A 982-acre island in the Detroit River, Belle Isle is managed by the Detroit Department of Parks and Recreation. It was home to the Detroit Grand Prix from 1992-2001, utilizing a temporary street circuit that was constructed specifically for the CART races. In 2007, it once again hosted world-class racing with both the open-wheel cars of the IndyCar Series and the sports cars of the American Le Mans Series competing at the event. Connected to Detroit by the MacArthur Bridge, various entities call Belle Isle home, including the Dossin Great Lakes Museum, the Detroit Boat Club, the Detroit Yacht Club, a municipal golf course, an aquarium and a Coast Guard post.

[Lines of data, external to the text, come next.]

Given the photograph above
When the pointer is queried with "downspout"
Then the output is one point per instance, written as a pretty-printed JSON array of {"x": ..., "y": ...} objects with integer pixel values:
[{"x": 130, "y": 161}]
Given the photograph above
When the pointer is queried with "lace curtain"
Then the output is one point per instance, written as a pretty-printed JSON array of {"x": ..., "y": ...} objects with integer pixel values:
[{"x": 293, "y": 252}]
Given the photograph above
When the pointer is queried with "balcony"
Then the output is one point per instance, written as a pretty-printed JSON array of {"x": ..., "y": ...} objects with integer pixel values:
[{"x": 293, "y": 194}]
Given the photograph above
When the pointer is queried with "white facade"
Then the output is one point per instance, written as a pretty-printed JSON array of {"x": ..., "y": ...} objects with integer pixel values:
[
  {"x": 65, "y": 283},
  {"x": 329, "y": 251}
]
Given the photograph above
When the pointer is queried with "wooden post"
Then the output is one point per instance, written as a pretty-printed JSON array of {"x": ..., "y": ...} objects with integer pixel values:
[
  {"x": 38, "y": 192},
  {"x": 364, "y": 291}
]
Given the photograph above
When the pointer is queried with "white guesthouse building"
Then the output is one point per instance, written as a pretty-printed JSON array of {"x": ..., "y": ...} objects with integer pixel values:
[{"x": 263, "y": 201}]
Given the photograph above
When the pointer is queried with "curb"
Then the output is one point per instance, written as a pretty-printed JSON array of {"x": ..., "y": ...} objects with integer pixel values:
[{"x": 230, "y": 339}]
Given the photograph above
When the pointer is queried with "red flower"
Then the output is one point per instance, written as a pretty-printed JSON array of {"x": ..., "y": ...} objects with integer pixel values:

The island also includes a half-mile swimming beach, the only one in the city, and a nature center. The aquarium opened in 1904, making it the oldest public aquarium in the United States. City officials closed it on April 3, 2005 due to budgetary reasons, but four months later Motown’s citizens voted overwhelmingly to reopen it. The vote, however, was non-binding.
Landscaped in the 1880s by Frederick L. Olmsted, the highlights of Belle Isle are the aquarium, Scott Fountain and the botanical garden in the Anna Scripps Whitcomb Conservatory. The conservatory and the 1908 Belle Isle Casino were constructed by Detroit architect Albert Kahn, well-known for developing open-floor plan concrete factories. The casino building is no longer a gambling facility, but it is used for public events. Belle Isle also was home to a large herd of European fallow deer for more than 50 years. A few remain as exhibits at the nature center, but the last of the 300 animals was captured in 2004 and relocated.